The news releases from Fish and Game on the coming crab fisheries trickled out all last week. First, the quota for the Bristol Bay red king crab, which opens this Saturday, will be cut 15 percent. Announcements then came down for the closure of Pribilof red and blue king crab, then theclosure of tanner crab, and then the closure of Saint Matthew Island blue king crab. The last announcement of a near 50 percent reduction of the Bering Sea snow crab harvest came Thursday.

Westphal calls this a down year for BSAI fisheries, but says crabs are cyclical and things will hopefully improve in a year or two.

"I feel like, just looking at past fishery data, past stock data, that we’re just in one of the low cycles right now. The NMFS trawl survey happens every summer, so we’ll just have to wait and see what it looks like next summer. But the hope is that it will turn around fairly quickly."

The BSAI crab industry is worth hundreds of millions of dollars every year. In 2014 for example, 108 vessels fished, employing 1200 crew and landing some 81 million pounds of crab with an ex-vessel value of $246 million.  The wholesale value of the processed 53.2 million pounds was estimated at $331 million, according to NOAA.

The Bristol Bay Economic Development Corporation partners with nine vessels that fish crab. CEO Norm Van Vactor says this year's quota reductions and crab closures will be costly for the CDQ, probably in the millions of dollars of lost revenue.

"There’s less crab for the boats to catch. There’s less crab for our salespeople to sell. There’s less opportunity on a margin basis per pound for BBEDC to generate revenue. And of course it’s these types of revenue that feed and support our programs," he said.

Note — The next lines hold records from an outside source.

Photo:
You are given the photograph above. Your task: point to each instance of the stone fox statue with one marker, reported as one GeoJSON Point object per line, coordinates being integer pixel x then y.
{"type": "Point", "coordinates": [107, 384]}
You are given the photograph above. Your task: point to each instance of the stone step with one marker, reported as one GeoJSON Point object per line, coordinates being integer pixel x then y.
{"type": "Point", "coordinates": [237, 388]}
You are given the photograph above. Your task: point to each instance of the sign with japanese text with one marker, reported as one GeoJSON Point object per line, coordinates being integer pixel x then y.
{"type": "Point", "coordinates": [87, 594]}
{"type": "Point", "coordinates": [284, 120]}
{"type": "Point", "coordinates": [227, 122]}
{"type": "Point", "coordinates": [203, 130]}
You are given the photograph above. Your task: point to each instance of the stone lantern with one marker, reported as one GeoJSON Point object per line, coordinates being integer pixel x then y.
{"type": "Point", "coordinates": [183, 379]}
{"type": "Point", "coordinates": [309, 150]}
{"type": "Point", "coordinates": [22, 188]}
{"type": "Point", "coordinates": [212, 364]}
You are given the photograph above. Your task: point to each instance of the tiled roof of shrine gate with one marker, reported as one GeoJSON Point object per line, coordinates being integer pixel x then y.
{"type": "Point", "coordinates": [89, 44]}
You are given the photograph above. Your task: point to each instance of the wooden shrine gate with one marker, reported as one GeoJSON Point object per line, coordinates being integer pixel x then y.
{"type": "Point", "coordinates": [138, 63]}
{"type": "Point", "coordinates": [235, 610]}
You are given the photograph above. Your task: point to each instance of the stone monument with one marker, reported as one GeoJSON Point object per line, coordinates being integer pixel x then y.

Right now, with Bering Sea snow crab and Bristol Bay red king crab opening Saturday, crabbers are making tough choices on how to fish this season. For BBEDC, that means "optimizing the efficiency of the fleet," according to Van Vactor.

"Do we tie a boat up, do we move quota from one boat to the other boats that are fishing, do we just kind of share the pain equally between the vessel? Because remember, we’re in this with partners, with other people and with the crew, and so everybody kind of shares in the good times and everybody shares in the bad times."

He says if there is a silver lining, smaller landings could translate to higher prices, though that's far from guaranteed.

Decisions about crab harvest quotas are made after theNMFS summer trawl surveydata is in. Van Vactor says industry is calling on NMFS and the state managers to reconsider this sole, standard method to count the crabs on the ocean floor.

“There is a strong feeling, and we’re certainly seeing it in our other fisheries and in particular around our cod boats, they’re seeing more crab than they’ve seen in a long time. So the feeling is we’re dealing with changing water temperatures. We’ve had a warm ‘blob’ in the Gulf of Alaska, there have been different temperature currents in the Bering Sea. The feeling is that the crab resource is probably actually quite healthy, but they’re just not in their traditional areas.”

Conversations about the survey and management of BSAI crab fisheries will continue this falland winter. Nothing is likely to change what is now set to be a down year of reduced opportunity for crabbing in the Bering Sea and Aleutian Islands.